Another question to answer is what system of actions feels the best to use. One thing that we discussed was how “common actions” that are performable by every player can be very polarizing and make the game feel solved. For instance, in the game Coup, the actions of taking 1 coin or taking 2 coins and being blocked by a duke are underwhelming in a pure strategical sense, but the namesake feature of spending 7 to perform a coup is centralizing. On the other hand, limited-action systems like drawing and playing cards runs the risk of more frustrating worst-case scenarios. Role-specific actions have the specific difficulty of being difficult to design, and even more difficult to balance. The way to prototype this is to create the same game with all of the different action systems, and see if players think it felt like they had sufficient agency under that scheme. Note the question isn’t necessarily whether they think the balance was good — we want to probe if they think it is a systems issue or a balance issue. My guess is that with sufficiently good design, the frustration points of a card-based design could be mitigated, so I would guess that to be most effective.

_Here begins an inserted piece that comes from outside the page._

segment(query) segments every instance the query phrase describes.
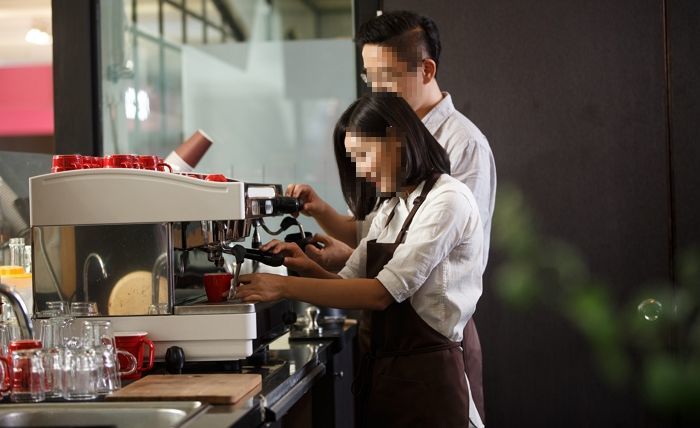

Finally, will the game be easy to pick up? Each additional rule/possible action we add to the game is another level of complexity for the player to grasp. We need to ask whether the game takes too long to learn because we don’t want to design a game that reveals its intricacies after the player stops caring to learn them. One frustration I especially want to avoid is the comment: “I didn’t know he could do that, that’s unfair!” (what I like to call the Yu-Gi-Oh phenomenon). To test this, we should make prototypes with varying amounts of rules, and have players comment on which one they felt most comfortable with — were they bored or overwhelmed at any point?
An overall question to answer, but not necessarily design prototypes to target, is whether the game is replay-able. We want to avoid making a game that has a very limited number of permutations or game states. Otherwise, I think it would be a waste for someone to create/buy our game, only to replay one of the same 10 situations.